Sudah melewati koridor kedua, Arland menoleh ke belakang tanpa menghentikan langkahnya.
"Lo ngikutin gue?" tanya Arland sambil berlalu dan tetap mengarahkan pandangannya ke depan.
"Enggak," jawab Naya sambil menggeleng.
Hening. Keduanya berjalan terus menyusuri koridor itu. Sampai tiba-tiba Arland mengerem kakinya sehigga menghasilkan decitan antara sepatu dan lantai. Sontak Naya terkesiap karena Arland berhenti mendadak. Lalu Arland berbalik menghadap Naya.

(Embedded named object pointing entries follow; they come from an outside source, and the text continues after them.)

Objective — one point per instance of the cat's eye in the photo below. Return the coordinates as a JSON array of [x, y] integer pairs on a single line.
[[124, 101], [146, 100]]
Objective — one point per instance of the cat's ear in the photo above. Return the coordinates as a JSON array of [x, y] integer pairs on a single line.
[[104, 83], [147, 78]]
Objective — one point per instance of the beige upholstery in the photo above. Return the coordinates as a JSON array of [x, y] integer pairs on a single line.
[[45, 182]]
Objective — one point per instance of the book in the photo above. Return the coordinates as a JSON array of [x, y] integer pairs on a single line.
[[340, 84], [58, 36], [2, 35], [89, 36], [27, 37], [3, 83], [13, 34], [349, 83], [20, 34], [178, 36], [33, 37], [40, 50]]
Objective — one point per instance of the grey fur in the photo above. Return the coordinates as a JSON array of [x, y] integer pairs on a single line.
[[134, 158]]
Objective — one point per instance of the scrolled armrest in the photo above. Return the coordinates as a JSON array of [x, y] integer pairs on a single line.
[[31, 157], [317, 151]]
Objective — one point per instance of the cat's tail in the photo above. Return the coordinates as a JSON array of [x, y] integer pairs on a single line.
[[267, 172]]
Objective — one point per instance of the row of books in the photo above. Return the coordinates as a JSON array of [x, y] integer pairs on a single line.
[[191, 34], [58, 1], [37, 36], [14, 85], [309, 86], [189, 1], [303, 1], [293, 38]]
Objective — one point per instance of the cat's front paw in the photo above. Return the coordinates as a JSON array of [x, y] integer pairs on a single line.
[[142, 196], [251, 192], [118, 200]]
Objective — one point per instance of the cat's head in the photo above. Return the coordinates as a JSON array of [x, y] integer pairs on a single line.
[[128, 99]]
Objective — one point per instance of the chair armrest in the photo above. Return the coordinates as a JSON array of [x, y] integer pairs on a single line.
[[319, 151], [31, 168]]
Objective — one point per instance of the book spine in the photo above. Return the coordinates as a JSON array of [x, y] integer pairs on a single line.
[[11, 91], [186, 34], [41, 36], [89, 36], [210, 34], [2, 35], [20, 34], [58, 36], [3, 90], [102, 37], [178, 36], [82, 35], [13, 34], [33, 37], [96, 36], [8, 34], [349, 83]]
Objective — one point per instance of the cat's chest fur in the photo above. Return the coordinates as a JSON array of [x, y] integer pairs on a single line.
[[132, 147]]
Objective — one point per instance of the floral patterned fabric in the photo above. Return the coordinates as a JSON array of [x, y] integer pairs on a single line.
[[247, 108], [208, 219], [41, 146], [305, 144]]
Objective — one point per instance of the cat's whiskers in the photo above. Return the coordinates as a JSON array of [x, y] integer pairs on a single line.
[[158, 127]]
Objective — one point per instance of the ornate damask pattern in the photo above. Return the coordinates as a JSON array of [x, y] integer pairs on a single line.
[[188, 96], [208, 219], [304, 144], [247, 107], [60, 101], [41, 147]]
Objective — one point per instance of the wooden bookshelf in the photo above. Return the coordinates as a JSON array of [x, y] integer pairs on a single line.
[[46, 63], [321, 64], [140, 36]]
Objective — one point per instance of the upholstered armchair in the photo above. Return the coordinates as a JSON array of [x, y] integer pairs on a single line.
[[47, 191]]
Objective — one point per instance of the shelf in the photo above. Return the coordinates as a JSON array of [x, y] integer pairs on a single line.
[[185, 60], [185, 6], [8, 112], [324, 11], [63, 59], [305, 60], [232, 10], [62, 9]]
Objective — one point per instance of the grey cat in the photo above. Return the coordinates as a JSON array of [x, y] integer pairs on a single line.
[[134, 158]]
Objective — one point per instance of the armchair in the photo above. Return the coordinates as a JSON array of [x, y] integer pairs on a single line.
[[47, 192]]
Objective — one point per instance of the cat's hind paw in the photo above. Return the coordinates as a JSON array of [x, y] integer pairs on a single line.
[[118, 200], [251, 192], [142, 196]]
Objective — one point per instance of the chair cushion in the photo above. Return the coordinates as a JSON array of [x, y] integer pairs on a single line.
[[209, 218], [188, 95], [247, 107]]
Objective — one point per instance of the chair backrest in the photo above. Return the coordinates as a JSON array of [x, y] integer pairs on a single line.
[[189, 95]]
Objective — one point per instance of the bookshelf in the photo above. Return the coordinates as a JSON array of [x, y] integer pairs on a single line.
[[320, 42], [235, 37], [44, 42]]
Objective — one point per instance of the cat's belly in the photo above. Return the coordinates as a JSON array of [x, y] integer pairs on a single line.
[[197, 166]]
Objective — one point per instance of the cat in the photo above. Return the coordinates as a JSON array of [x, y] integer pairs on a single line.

"Lo ngikutin gue?" tanya Arland seperti tadi dengan nada yang lebih tinggi.
"Enggak kok," jawab Naya sambil menggeleng. Sama saja seperti tadi.
"Terus ngapain masih jalan di belakang gue?"
"Aku mau pulang."
Arland memutar kepalanya ke depan, ia menemukan gerbang utama yang berdiri di depan sana. Entah kenapa Arland jadi tidak bisa berpikir jernih. Merasa ia salah dengan dugaannya, cowok itu menggaruk tengkuknya yang tidak gatal karena salah tingkah.
"Gerbangnya kan di sana," kata Naya mengumpat senyum karena tahu Arland sudah salah tingkah.
"Iya, gue tau gerbangnya di sana."
"Aku nggak ngikutin kamu." Naya terkekeh pelan.